I apologize for not posting yesterday. I’m sure the loyal reader was quite concerned with my absence and I thank you for your constancy. I was attending a funeral yesterday for my “Uncle’s” father. I say, “Uncle”, because he’s been dating my Aunt for something like 20 years but they’re not married. He is family now so I guess it’s okay to call him Uncle.
I’ve been to far too many funerals in my life. In fact, my sister, cousins and I have been going to funerals so much that as children we used to play, “funeral”. One of us would lie on the couch and pretend to be the deceased while the other cousins played the mourners. We played it like other children played school or hop-scotch. So needless to say, we’ve gone to a lot of funerals.
Yesterday was another notch in the old funeral stick. However, there were some distinct ritualistic details of the Catholic service that had me perplexed. Apparently the Catholic Church decided they needed to update some of the tired and worn out practices put in place by Vatican II in the 1960’s. These changes really threw me and my sister off. We were very used to our catholic school upbringing and rote memorization of the proper responses to what the priest said. Now they’ve gone and changed it.
Instead of saying, “And also with you”, you now say something like, “May his spirit rise up your skirt”, or something like that. It really threw me for a loop. The priest performing the mass was kind enough to point out a handy little placard in the pews that instructed us non-practicing Christians on what the new lines were. I have to say, I wasn’t impressed. I’d almost rather they go back to Latin. At least then we could all say, “Yeah, I’m bilingual. I speak English AND Latin”. Plus if we had learned Latin I bet it would have been easier to learn another foreign language, like French or German.
The service had its curveballs and I muddled through but there was something the priest said that did resonate with me. (Which was rare because I usually tune religious services out completely). The priest made mention of the Church as a community that was there to support each other through tough times like a death in the family. I thought that was very true and for once I was glad to have been part of the Christian tradition. That feeling lasted for a few seconds until the priest sort of twisted it into something about it was all God’s will anyway and we should turn ourselves over to His glory in all things.
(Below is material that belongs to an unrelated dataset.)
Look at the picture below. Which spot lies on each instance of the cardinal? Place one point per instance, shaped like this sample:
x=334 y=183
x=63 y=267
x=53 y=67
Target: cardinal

I have a problem with the whole, “here’s your free will, now freely turn it over to me”, way of thinking the Church seems to have. It’s so, “make you own decisions, but if they aren’t our decisions we’ll excommunicate your ass”, kind of hypocrisy. I don’t know. It’s sort of like the changes the Church made to the mass. It was designed to get the community more engaged in the service but from my perspective, I felt like I had been left behind and that the rituals I was so familiar with were no longer mine to have. I’m not holding your hand during the Our Father, I’m just not. I’m very Depeche Mode Personal Jesus about church.
I don’t want my religion to tell me what to do or how to think. I want them there just as the priest described; as a moral and ethical support group to help me up when I fall. I want them to be a shoulder to cry on and a pat on the back, without any judgment on me or my deeds. They should forgive and forget like a true friend and not ask me to turn my will over to them.
They can keep the changed rituals and responses. I’ll keep my God close to my chest and let the other’s squabble over how to pray. (Have I been on a religious kick lately?)